Common-Size Balance Sheet: Liabilities and Stockholders’ Equity
Based on: 10-K (reporting date: 2025-01-31), 10-K (reporting date: 2024-01-31), 10-K (reporting date: 2023-01-31), 10-K (reporting date: 2022-01-31), 10-K (reporting date: 2021-01-31), 10-K (reporting date: 2020-01-31).
The analysis of the financial data over the period from January 31, 2020, to January 31, 2025, reveals several notable trends in the composition of liabilities and stockholders’ equity.
- Current Liabilities
- Current liabilities as a percentage of total liabilities and stockholders’ equity remained relatively stable, fluctuating between approximately 22.88% and 27.18%. The lowest point was in 2022 at 22.88%, followed by a rebound to around 27% in subsequent years.
- Within this category, finance lease liabilities (current) started very low at 0.1% in 2020 but showed an increasing trend peaking at 0.37% in 2024 before slightly declining to 0.33% in 2025. Operating lease liabilities (current) demonstrated a steady decline from 1.36% in 2020 to 0.56% in 2025. Accrued expenses and other liabilities fluctuated moderately, ranging roughly between 5.63% and 6.56%, without a clear trend.
- Unearned revenue exhibited a somewhat volatile pattern, initially declining from 19.34% in 2020 to 16.41% in 2022, and then increasing to a high of 20.15% by 2025, signaling potential growth in prepaid customer contracts or deferred revenues.
- Current debt remained negligible until 2023 when it increased sharply to 1.2% and then slightly decreased to 1%, indicating possible short-term borrowing changes during that period.
- Noncurrent Liabilities
- The proportion of noncurrent liabilities generally decreased from 11.6% in 2020 to 13.38% in 2025, after peaking at 16.06% in 2022.
- Noncurrent debt, excluding current portion, showed notable variability, rising from 4.85% in 2020 to a peak of 11.12% in 2022, then tapering down to 8.19% in 2025. This may reflect long-term borrowing adjustments or repayments.
- Noncurrent operating lease liabilities consistently decreased, from 4.44% in 2020 to 2.31% in 2025, indicating a possible reduction in long-term lease obligations.

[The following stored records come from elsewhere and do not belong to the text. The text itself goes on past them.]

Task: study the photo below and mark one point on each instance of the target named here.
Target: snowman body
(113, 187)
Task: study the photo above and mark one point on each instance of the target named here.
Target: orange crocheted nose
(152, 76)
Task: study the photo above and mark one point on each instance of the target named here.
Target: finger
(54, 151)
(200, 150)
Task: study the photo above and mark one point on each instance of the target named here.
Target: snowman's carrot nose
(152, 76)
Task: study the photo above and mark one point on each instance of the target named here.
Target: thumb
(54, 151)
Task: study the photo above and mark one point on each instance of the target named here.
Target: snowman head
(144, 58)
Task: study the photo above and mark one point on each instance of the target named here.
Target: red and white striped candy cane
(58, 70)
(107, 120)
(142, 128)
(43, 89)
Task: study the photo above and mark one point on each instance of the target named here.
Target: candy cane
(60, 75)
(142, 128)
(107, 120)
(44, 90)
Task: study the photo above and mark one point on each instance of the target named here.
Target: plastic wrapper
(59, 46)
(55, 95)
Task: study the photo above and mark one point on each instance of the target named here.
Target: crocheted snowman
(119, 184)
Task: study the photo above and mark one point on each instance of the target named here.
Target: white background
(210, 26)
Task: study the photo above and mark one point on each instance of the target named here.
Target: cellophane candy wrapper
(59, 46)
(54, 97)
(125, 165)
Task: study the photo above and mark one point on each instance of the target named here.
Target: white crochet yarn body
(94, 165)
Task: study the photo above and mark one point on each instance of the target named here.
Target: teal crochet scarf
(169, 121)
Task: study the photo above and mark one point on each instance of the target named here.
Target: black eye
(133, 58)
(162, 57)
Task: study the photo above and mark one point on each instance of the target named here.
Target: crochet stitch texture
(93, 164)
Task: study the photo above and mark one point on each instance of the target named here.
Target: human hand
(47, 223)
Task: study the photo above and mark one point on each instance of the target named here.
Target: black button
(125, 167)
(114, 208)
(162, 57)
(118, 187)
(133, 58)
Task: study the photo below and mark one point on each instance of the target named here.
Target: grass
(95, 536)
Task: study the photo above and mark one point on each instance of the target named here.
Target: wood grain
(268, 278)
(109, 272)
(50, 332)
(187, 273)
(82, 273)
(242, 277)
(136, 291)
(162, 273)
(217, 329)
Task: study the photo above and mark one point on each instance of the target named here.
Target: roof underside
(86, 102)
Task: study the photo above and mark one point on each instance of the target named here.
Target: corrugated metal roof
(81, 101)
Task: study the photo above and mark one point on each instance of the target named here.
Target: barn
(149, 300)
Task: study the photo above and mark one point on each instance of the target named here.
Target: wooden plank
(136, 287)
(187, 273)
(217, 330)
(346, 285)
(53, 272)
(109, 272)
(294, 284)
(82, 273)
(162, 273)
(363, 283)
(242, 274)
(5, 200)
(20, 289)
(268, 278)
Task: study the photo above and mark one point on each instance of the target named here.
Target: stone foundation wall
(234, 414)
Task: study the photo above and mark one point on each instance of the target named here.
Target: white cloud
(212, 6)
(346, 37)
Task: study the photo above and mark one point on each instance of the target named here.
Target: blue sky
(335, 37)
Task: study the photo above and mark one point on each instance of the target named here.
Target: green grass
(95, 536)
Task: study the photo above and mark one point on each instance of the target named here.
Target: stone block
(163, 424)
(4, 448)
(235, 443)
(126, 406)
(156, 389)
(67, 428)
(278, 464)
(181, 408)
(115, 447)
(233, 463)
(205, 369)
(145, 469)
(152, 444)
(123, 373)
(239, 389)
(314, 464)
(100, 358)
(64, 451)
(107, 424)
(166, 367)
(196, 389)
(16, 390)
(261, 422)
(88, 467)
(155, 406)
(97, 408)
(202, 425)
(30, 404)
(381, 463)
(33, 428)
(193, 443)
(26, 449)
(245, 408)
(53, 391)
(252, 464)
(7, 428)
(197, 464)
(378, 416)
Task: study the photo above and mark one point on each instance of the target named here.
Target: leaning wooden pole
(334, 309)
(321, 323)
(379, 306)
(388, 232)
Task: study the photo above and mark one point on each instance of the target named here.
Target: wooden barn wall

- Noncurrent finance lease liabilities presented a small but fluctuating presence, decreasing overall from 0.6% in 2020 to 0.33% in 2025, with a mid-period peak in 2023 and 2024.

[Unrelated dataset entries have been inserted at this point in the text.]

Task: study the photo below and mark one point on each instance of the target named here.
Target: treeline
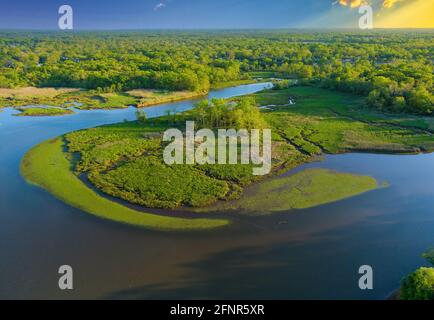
(218, 113)
(393, 69)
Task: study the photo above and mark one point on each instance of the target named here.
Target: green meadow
(124, 160)
(49, 167)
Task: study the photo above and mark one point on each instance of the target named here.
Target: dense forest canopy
(393, 69)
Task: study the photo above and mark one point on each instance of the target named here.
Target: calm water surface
(313, 253)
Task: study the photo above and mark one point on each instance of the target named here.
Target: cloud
(159, 6)
(357, 3)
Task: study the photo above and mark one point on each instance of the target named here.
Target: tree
(419, 285)
(141, 116)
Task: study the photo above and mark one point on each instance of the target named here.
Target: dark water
(312, 253)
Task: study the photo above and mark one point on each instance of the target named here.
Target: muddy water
(313, 253)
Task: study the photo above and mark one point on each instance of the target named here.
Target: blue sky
(178, 14)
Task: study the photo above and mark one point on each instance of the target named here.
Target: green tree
(419, 285)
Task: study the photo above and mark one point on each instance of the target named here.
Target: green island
(45, 111)
(47, 166)
(124, 160)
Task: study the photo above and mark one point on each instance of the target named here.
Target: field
(125, 160)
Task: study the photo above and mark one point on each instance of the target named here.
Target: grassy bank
(306, 189)
(45, 111)
(47, 166)
(153, 97)
(90, 99)
(124, 160)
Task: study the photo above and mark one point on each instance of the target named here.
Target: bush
(419, 285)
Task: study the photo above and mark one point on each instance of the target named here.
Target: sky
(214, 14)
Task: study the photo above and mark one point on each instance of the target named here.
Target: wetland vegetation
(124, 160)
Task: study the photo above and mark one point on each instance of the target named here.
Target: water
(313, 253)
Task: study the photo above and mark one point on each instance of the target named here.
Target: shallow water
(313, 253)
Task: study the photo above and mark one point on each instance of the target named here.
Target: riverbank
(94, 99)
(47, 166)
(111, 156)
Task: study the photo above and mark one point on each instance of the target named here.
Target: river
(304, 254)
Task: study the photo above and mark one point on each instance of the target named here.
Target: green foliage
(125, 160)
(305, 189)
(47, 166)
(429, 256)
(419, 285)
(241, 113)
(43, 111)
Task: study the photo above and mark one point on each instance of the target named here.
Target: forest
(392, 69)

- Other noncurrent liabilities modestly increased toward the end of the period, rising from 1.72% in 2020 to 2.55% in 2025.
- Total Liabilities
- Total liabilities as a proportion of total liabilities and stockholders’ equity ranged between 37.42% and 40.96%, showing stability with a slight upward drift, peaking in 2023 at just under 41%.
- Stockholders’ Equity
- Stockholders’ equity consistently represented the majority share, varying from 59.04% to 62.58% across the years. The highest equity portion was observed in 2021, and despite small fluctuations, equity remained near 60% or above throughout.

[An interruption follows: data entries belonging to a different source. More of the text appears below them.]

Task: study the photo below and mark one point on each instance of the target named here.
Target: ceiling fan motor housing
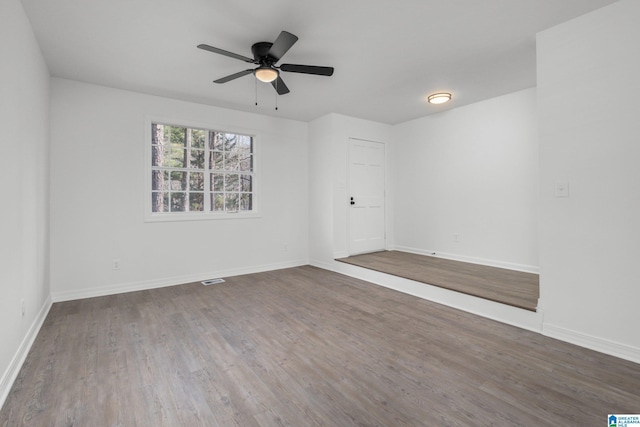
(260, 53)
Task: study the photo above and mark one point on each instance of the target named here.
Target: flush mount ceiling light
(439, 98)
(266, 74)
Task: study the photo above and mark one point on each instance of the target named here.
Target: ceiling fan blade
(225, 53)
(282, 44)
(233, 76)
(279, 86)
(307, 69)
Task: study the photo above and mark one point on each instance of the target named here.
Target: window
(200, 172)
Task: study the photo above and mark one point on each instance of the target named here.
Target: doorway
(366, 196)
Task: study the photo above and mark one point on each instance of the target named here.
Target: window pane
(159, 202)
(196, 181)
(231, 162)
(177, 202)
(197, 159)
(217, 201)
(178, 158)
(231, 182)
(246, 183)
(231, 202)
(196, 202)
(178, 136)
(178, 180)
(231, 141)
(245, 142)
(246, 202)
(157, 155)
(159, 180)
(217, 160)
(218, 141)
(181, 165)
(198, 138)
(217, 182)
(246, 164)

- Additional paid-in capital experienced steady growth from 53.7% in 2021 to 62.74% in 2025, suggesting ongoing capital contributions or retained earnings allocation.
- Retained earnings demonstrated a strong upward trend, rising from 3.38% in 2020 to 15.9% in 2025, indicative of accumulated profitability or earnings retention over time.
- Treasury stock showed an increasing negative balance starting from 2022 (-4.05%) through 2025 (-18.95%), implying ongoing share repurchase activity that reduced equity by a growing magnitude.
- Accumulated other comprehensive loss remained minor and fluctuated slightly between -0.06% and -0.28%, suggesting limited impact from items such as unrealized gains and losses.
In summary, the overall capital structure shows a stable balance between liabilities and equity, with equity generally maintaining a dominant position. The growth in retained earnings and additional paid-in capital, alongside the expanded treasury stock deductions, points to active management of equity components. Liability composition reflects adjustments in lease obligations and debt levels, with current liabilities maintaining a substantial and consistent proportion of the financial structure. The increase in unearned revenue toward the latter years could reflect changes in billing or contract terms affecting deferred income recognition.